This week, Rolling Stone reporter Michael Hastings reported that Lt. Gen. William Caldwell, a three-star general in charge of training Afghan troops, ordered a team of U.S. soldiers specializing in “psychological operations”—the use of propaganda and psychological tactics to influence emotions and behaviors—to manipulate American civilian leaders into supporting the unpopular war in Afghanistan.
“Federal law,” Hastings writes, “forbids the military from practicing psy-ops on Americans, and each defense authorization bill comes with a ‘propaganda rider’ that also prohibits such manipulation.” He continues, “According to experts on intelligence policy, asking a psy-ops team to direct its expertise against visiting dignitaries would be like the president asking the CIA to put together background dossiers on congressional opponents.”
Hastings spoke with Lt. Colonel Michael Holmes, the leader of Caldwell’s “information operations” (IO) unit. “Caldwell seemed far more focused on the Americans and the funding stream than he was on the Afghans,” Holmes told Hastings. Holmes also believed that targeting American civilians violated the Smith-Mundt Act of 1948, which Congress passed to prevent the State Department from using Soviet-style propaganda techniques on U.S. citizens. He notes in Hastings’s piece that in March 2010, Col. Gregory Breazile, the spokesperson for the Afghan training mission run by Caldwell, issued a written order that “directly tasked” Holmes’s team with conducting an IO campaign that was to “take priority over all other duties.”
While American soldiers and Afghan civilians continue to kill and be killed in Afghanistan, the Pentagon seeks to provide the illusion of progress, systematically misrepresenting realities on the ground to bide more time, gain more troops, and acquire more funding. It’s bad enough that the American media uncritically relays statements from U.S. officials portraying “success” on the ground. Now the Pentagon is using its massive propaganda budget to blur the line between informing the public and spinning it to death. In fact, several years ago the Associated Press found that the Pentagon had spent $4.7 billion on public relations in 2009 alone, and employs 27,000 people for recruitment, advertising and public relations, nearly as many as the 30,000-person State Department. Essentially the Pentagon is trying to influence public policy and lobby civilian officials to shift policies toward their own ends while dispersing the costs onto the American taxpayer.

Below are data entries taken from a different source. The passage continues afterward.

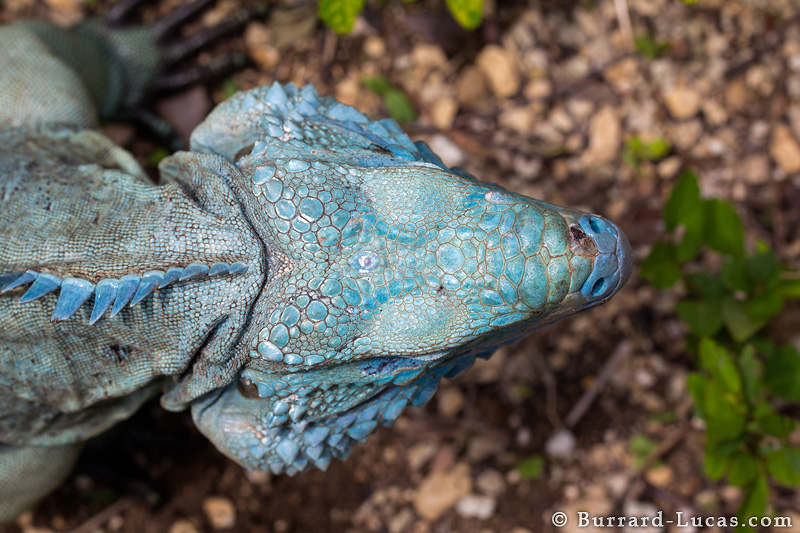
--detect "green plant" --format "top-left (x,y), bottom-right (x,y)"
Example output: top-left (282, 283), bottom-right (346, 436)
top-left (317, 0), bottom-right (483, 33)
top-left (517, 454), bottom-right (544, 480)
top-left (634, 33), bottom-right (669, 61)
top-left (622, 135), bottom-right (672, 173)
top-left (641, 173), bottom-right (800, 529)
top-left (361, 76), bottom-right (417, 124)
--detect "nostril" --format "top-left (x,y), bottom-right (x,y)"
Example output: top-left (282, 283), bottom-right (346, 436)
top-left (591, 278), bottom-right (608, 298)
top-left (589, 217), bottom-right (606, 233)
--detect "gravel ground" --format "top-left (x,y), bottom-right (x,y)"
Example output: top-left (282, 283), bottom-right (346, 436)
top-left (0, 0), bottom-right (800, 533)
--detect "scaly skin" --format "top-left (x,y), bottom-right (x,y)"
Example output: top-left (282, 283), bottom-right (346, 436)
top-left (0, 15), bottom-right (631, 521)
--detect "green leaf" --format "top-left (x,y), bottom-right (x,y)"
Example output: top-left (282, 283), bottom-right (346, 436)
top-left (745, 291), bottom-right (784, 322)
top-left (700, 337), bottom-right (742, 393)
top-left (628, 433), bottom-right (658, 468)
top-left (675, 300), bottom-right (722, 337)
top-left (662, 172), bottom-right (704, 233)
top-left (686, 272), bottom-right (727, 300)
top-left (758, 411), bottom-right (797, 439)
top-left (767, 447), bottom-right (800, 487)
top-left (641, 242), bottom-right (681, 289)
top-left (703, 198), bottom-right (744, 257)
top-left (446, 0), bottom-right (483, 30)
top-left (722, 258), bottom-right (753, 292)
top-left (745, 252), bottom-right (780, 283)
top-left (703, 439), bottom-right (740, 481)
top-left (361, 76), bottom-right (417, 123)
top-left (517, 454), bottom-right (544, 479)
top-left (317, 0), bottom-right (364, 33)
top-left (736, 473), bottom-right (769, 522)
top-left (722, 296), bottom-right (766, 342)
top-left (728, 452), bottom-right (758, 487)
top-left (361, 76), bottom-right (395, 98)
top-left (764, 346), bottom-right (800, 402)
top-left (778, 273), bottom-right (800, 300)
top-left (675, 233), bottom-right (703, 263)
top-left (739, 344), bottom-right (764, 407)
top-left (634, 34), bottom-right (669, 61)
top-left (703, 381), bottom-right (747, 440)
top-left (383, 89), bottom-right (417, 124)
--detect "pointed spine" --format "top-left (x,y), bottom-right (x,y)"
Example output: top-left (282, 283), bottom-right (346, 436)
top-left (89, 279), bottom-right (119, 325)
top-left (50, 278), bottom-right (94, 322)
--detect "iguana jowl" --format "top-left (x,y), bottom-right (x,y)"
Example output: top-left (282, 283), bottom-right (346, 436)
top-left (0, 12), bottom-right (631, 521)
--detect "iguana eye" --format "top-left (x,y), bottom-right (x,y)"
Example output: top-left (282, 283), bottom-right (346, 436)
top-left (236, 378), bottom-right (261, 399)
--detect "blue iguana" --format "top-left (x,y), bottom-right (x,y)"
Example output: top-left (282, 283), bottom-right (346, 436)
top-left (0, 6), bottom-right (631, 522)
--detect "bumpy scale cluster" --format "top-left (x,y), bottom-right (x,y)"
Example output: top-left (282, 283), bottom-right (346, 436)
top-left (192, 84), bottom-right (630, 473)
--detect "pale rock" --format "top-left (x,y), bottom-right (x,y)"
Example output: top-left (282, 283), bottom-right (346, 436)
top-left (335, 76), bottom-right (364, 105)
top-left (694, 489), bottom-right (719, 513)
top-left (364, 35), bottom-right (386, 59)
top-left (431, 96), bottom-right (458, 130)
top-left (467, 435), bottom-right (506, 463)
top-left (456, 494), bottom-right (497, 520)
top-left (498, 106), bottom-right (536, 135)
top-left (169, 518), bottom-right (200, 533)
top-left (725, 78), bottom-right (753, 113)
top-left (244, 21), bottom-right (281, 70)
top-left (769, 124), bottom-right (800, 174)
top-left (389, 508), bottom-right (414, 533)
top-left (551, 494), bottom-right (613, 533)
top-left (603, 57), bottom-right (642, 93)
top-left (544, 429), bottom-right (575, 459)
top-left (566, 98), bottom-right (595, 122)
top-left (407, 441), bottom-right (439, 472)
top-left (719, 485), bottom-right (744, 505)
top-left (413, 463), bottom-right (472, 521)
top-left (456, 65), bottom-right (491, 110)
top-left (411, 43), bottom-right (447, 71)
top-left (475, 468), bottom-right (506, 497)
top-left (203, 496), bottom-right (236, 529)
top-left (547, 105), bottom-right (575, 133)
top-left (667, 120), bottom-right (703, 152)
top-left (703, 100), bottom-right (728, 126)
top-left (476, 44), bottom-right (520, 98)
top-left (605, 472), bottom-right (630, 498)
top-left (663, 84), bottom-right (702, 120)
top-left (784, 104), bottom-right (800, 144)
top-left (245, 470), bottom-right (272, 486)
top-left (583, 106), bottom-right (622, 165)
top-left (511, 154), bottom-right (542, 180)
top-left (656, 155), bottom-right (683, 179)
top-left (552, 55), bottom-right (591, 83)
top-left (522, 78), bottom-right (553, 100)
top-left (619, 500), bottom-right (664, 533)
top-left (428, 133), bottom-right (466, 167)
top-left (644, 465), bottom-right (675, 489)
top-left (744, 64), bottom-right (775, 96)
top-left (436, 387), bottom-right (466, 418)
top-left (739, 154), bottom-right (770, 185)
top-left (564, 133), bottom-right (584, 154)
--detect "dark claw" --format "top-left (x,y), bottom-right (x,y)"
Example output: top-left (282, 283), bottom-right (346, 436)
top-left (131, 109), bottom-right (186, 152)
top-left (154, 54), bottom-right (246, 91)
top-left (150, 0), bottom-right (214, 43)
top-left (159, 0), bottom-right (268, 65)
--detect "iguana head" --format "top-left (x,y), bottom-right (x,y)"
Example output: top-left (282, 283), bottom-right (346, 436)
top-left (193, 86), bottom-right (631, 473)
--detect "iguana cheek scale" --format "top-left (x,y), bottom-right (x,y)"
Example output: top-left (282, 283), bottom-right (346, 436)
top-left (0, 19), bottom-right (631, 520)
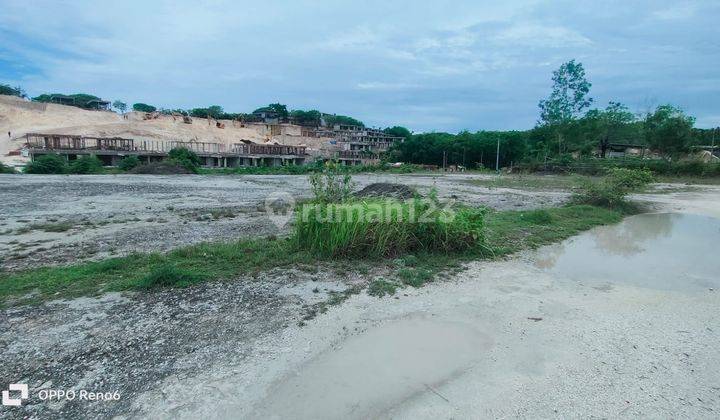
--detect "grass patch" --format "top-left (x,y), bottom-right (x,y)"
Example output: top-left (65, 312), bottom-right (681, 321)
top-left (367, 279), bottom-right (397, 297)
top-left (0, 205), bottom-right (623, 311)
top-left (137, 264), bottom-right (205, 289)
top-left (293, 199), bottom-right (485, 258)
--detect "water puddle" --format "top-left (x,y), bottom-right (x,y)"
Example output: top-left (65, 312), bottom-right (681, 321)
top-left (535, 213), bottom-right (720, 291)
top-left (246, 318), bottom-right (490, 419)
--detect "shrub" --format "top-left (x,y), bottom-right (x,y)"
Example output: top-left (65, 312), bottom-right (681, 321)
top-left (118, 155), bottom-right (140, 171)
top-left (293, 198), bottom-right (484, 257)
top-left (69, 155), bottom-right (103, 174)
top-left (168, 147), bottom-right (201, 173)
top-left (25, 154), bottom-right (67, 174)
top-left (571, 168), bottom-right (653, 208)
top-left (0, 162), bottom-right (16, 174)
top-left (138, 264), bottom-right (205, 289)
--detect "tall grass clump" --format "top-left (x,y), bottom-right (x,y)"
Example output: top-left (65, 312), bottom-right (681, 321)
top-left (0, 162), bottom-right (17, 174)
top-left (310, 162), bottom-right (354, 203)
top-left (571, 168), bottom-right (653, 210)
top-left (294, 198), bottom-right (484, 258)
top-left (292, 163), bottom-right (485, 258)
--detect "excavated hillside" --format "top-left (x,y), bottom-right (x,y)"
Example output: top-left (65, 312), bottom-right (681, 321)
top-left (0, 95), bottom-right (334, 165)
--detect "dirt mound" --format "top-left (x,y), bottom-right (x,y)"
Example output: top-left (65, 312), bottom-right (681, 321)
top-left (355, 182), bottom-right (416, 200)
top-left (129, 162), bottom-right (192, 175)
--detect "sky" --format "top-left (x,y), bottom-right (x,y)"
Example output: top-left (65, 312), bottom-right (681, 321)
top-left (0, 0), bottom-right (720, 132)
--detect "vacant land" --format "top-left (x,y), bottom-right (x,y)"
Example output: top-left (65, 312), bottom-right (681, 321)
top-left (0, 175), bottom-right (720, 418)
top-left (0, 174), bottom-right (567, 270)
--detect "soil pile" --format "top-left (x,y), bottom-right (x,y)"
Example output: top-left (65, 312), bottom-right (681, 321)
top-left (355, 182), bottom-right (416, 200)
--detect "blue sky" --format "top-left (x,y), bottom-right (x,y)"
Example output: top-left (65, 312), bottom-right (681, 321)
top-left (0, 0), bottom-right (720, 132)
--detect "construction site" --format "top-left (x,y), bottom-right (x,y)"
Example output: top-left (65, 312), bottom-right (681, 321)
top-left (0, 96), bottom-right (403, 168)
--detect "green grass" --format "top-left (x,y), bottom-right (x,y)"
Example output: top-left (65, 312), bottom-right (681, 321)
top-left (368, 279), bottom-right (398, 297)
top-left (0, 205), bottom-right (623, 306)
top-left (293, 199), bottom-right (485, 258)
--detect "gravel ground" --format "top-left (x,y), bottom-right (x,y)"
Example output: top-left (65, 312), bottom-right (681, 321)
top-left (0, 174), bottom-right (567, 270)
top-left (0, 176), bottom-right (720, 419)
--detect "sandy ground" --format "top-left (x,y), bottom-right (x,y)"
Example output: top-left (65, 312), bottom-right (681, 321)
top-left (0, 174), bottom-right (567, 269)
top-left (0, 177), bottom-right (720, 419)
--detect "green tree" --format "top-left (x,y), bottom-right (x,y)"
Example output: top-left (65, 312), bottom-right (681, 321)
top-left (113, 100), bottom-right (127, 114)
top-left (644, 105), bottom-right (695, 156)
top-left (0, 84), bottom-right (27, 98)
top-left (538, 60), bottom-right (593, 154)
top-left (133, 102), bottom-right (157, 112)
top-left (581, 102), bottom-right (641, 157)
top-left (290, 109), bottom-right (322, 127)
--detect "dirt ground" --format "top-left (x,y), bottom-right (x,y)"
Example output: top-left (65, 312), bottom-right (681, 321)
top-left (0, 175), bottom-right (720, 419)
top-left (0, 174), bottom-right (567, 270)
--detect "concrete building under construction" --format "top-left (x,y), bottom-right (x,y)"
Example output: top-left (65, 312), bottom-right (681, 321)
top-left (23, 133), bottom-right (306, 168)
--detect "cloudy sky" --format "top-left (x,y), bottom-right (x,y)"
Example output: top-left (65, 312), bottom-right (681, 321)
top-left (0, 0), bottom-right (720, 132)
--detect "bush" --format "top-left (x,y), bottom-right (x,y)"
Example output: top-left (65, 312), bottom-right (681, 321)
top-left (522, 209), bottom-right (553, 225)
top-left (571, 168), bottom-right (653, 208)
top-left (0, 162), bottom-right (16, 174)
top-left (69, 155), bottom-right (103, 174)
top-left (168, 147), bottom-right (201, 174)
top-left (25, 154), bottom-right (67, 174)
top-left (293, 198), bottom-right (484, 257)
top-left (138, 264), bottom-right (205, 289)
top-left (310, 162), bottom-right (353, 203)
top-left (118, 155), bottom-right (140, 171)
top-left (368, 279), bottom-right (397, 297)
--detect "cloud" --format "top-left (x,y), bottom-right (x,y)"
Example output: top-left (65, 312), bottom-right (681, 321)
top-left (0, 0), bottom-right (720, 131)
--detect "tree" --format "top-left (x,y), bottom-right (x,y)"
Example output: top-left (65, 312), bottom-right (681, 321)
top-left (133, 102), bottom-right (157, 112)
top-left (582, 102), bottom-right (640, 157)
top-left (538, 60), bottom-right (593, 153)
top-left (643, 105), bottom-right (695, 155)
top-left (0, 84), bottom-right (27, 98)
top-left (113, 100), bottom-right (127, 114)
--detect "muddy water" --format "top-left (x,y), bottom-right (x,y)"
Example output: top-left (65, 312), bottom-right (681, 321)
top-left (242, 317), bottom-right (490, 419)
top-left (534, 213), bottom-right (720, 291)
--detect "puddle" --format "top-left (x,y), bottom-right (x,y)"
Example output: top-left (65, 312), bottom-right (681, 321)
top-left (534, 213), bottom-right (720, 293)
top-left (245, 318), bottom-right (490, 419)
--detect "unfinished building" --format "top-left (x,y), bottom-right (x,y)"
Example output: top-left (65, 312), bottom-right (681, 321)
top-left (23, 133), bottom-right (306, 168)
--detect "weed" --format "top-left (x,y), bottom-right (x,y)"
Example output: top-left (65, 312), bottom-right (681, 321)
top-left (293, 199), bottom-right (484, 258)
top-left (397, 268), bottom-right (434, 287)
top-left (367, 278), bottom-right (397, 297)
top-left (571, 168), bottom-right (653, 211)
top-left (137, 264), bottom-right (205, 289)
top-left (522, 209), bottom-right (552, 225)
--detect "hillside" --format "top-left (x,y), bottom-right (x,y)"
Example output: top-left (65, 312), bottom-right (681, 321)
top-left (0, 95), bottom-right (333, 165)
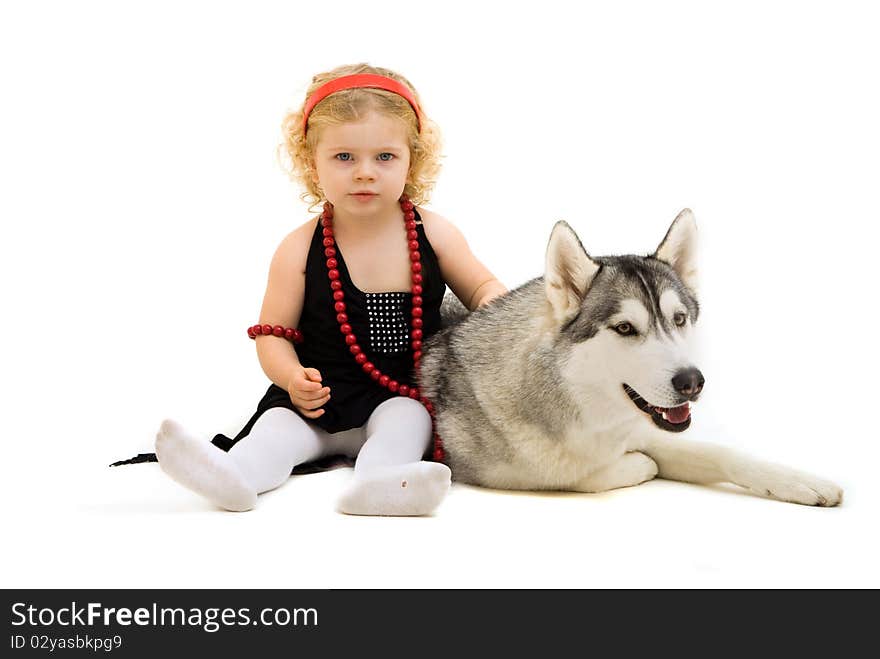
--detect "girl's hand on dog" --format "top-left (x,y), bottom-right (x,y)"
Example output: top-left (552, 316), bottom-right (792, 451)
top-left (287, 368), bottom-right (330, 419)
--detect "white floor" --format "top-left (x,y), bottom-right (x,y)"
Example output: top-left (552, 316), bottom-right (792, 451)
top-left (6, 420), bottom-right (880, 588)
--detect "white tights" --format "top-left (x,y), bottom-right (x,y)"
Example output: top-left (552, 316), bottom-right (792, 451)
top-left (156, 398), bottom-right (451, 515)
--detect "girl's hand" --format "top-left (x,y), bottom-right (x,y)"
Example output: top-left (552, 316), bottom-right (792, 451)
top-left (287, 368), bottom-right (330, 419)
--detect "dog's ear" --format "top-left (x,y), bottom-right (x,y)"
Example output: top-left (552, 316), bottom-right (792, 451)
top-left (654, 208), bottom-right (697, 292)
top-left (544, 222), bottom-right (599, 324)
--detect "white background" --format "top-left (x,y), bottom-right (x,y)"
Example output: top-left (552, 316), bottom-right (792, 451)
top-left (0, 0), bottom-right (880, 588)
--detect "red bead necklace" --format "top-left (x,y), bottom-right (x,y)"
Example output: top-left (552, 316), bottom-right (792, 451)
top-left (248, 195), bottom-right (444, 462)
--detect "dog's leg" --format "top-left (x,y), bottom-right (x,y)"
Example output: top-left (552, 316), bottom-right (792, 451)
top-left (572, 452), bottom-right (657, 492)
top-left (641, 438), bottom-right (843, 506)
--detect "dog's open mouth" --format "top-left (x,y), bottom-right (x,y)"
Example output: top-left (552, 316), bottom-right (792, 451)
top-left (623, 384), bottom-right (691, 432)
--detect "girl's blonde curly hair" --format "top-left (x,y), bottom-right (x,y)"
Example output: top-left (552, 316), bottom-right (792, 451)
top-left (278, 64), bottom-right (441, 210)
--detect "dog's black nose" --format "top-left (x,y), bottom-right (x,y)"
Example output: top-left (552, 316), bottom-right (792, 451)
top-left (672, 368), bottom-right (706, 400)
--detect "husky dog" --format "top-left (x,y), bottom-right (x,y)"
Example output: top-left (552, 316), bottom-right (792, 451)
top-left (420, 209), bottom-right (843, 506)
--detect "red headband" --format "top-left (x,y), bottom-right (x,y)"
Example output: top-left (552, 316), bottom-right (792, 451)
top-left (303, 73), bottom-right (422, 135)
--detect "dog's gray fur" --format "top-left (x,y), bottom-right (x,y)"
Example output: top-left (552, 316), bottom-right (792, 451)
top-left (420, 209), bottom-right (842, 506)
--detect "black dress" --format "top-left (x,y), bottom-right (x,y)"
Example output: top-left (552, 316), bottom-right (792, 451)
top-left (212, 211), bottom-right (446, 451)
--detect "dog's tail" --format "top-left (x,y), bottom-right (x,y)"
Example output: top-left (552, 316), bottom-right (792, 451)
top-left (109, 453), bottom-right (159, 467)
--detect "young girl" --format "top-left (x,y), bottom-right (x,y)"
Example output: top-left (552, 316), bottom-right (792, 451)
top-left (156, 64), bottom-right (506, 515)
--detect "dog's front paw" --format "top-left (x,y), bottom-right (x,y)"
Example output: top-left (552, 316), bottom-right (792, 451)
top-left (752, 472), bottom-right (843, 506)
top-left (618, 451), bottom-right (658, 485)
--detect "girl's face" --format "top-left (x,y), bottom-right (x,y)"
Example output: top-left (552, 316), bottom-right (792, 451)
top-left (315, 112), bottom-right (410, 216)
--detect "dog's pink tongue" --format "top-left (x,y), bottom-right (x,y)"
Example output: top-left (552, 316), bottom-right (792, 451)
top-left (666, 403), bottom-right (691, 423)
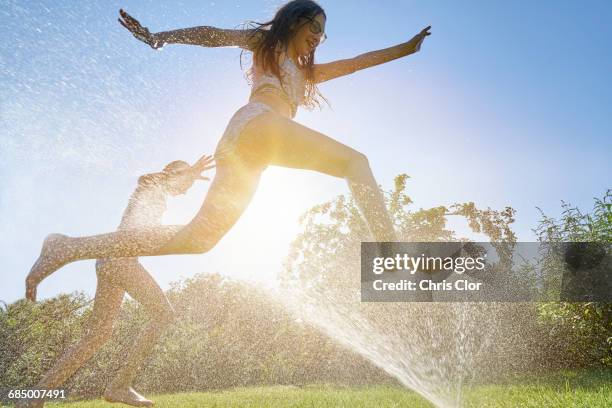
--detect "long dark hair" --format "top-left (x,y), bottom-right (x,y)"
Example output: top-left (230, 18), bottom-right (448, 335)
top-left (247, 0), bottom-right (327, 108)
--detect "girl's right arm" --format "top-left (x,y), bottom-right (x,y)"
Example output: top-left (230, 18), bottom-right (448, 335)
top-left (119, 9), bottom-right (256, 50)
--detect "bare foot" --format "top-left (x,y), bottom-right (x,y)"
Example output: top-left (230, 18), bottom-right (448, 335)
top-left (104, 387), bottom-right (153, 407)
top-left (26, 234), bottom-right (67, 302)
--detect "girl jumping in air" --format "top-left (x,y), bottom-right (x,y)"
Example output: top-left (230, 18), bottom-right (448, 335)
top-left (26, 0), bottom-right (430, 300)
top-left (18, 156), bottom-right (214, 408)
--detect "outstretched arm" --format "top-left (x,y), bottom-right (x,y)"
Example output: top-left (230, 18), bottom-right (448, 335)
top-left (119, 9), bottom-right (255, 49)
top-left (314, 26), bottom-right (431, 82)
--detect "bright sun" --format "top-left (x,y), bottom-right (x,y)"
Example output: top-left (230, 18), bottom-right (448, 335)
top-left (164, 167), bottom-right (346, 282)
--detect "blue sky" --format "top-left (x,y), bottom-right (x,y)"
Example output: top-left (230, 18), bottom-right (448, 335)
top-left (0, 0), bottom-right (612, 302)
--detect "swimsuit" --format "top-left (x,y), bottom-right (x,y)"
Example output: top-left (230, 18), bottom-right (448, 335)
top-left (215, 57), bottom-right (305, 166)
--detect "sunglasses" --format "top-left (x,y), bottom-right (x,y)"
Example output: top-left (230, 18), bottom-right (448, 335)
top-left (305, 17), bottom-right (327, 44)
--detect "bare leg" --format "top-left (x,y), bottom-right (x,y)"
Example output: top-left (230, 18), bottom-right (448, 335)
top-left (240, 113), bottom-right (396, 241)
top-left (21, 272), bottom-right (125, 407)
top-left (26, 113), bottom-right (396, 299)
top-left (26, 160), bottom-right (262, 300)
top-left (104, 262), bottom-right (174, 406)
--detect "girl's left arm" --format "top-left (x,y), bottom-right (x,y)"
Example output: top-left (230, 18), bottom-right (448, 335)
top-left (313, 26), bottom-right (431, 83)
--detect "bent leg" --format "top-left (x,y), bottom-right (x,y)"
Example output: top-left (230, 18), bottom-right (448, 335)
top-left (35, 272), bottom-right (124, 389)
top-left (26, 160), bottom-right (262, 300)
top-left (107, 261), bottom-right (174, 400)
top-left (239, 113), bottom-right (396, 241)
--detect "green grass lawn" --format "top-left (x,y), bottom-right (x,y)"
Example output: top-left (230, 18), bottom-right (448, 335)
top-left (32, 370), bottom-right (612, 408)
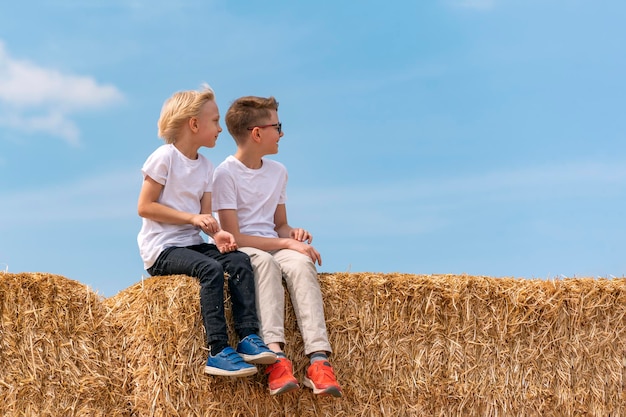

Luckily, it appears that Americans have come to learn that despite the media’s frequent adulation of their uniformed military, the Pentagon operates just like every other bureaucracy in the federal government. According to a poll released earlier this month by Gallup, 72 percent of Americans want Congress to speed up troop withdrawals from Afghanistan. Much like the McChrystal flap from last summer, there is a very fine line between military officials offering their honest opinion and threatening civilian control of the war.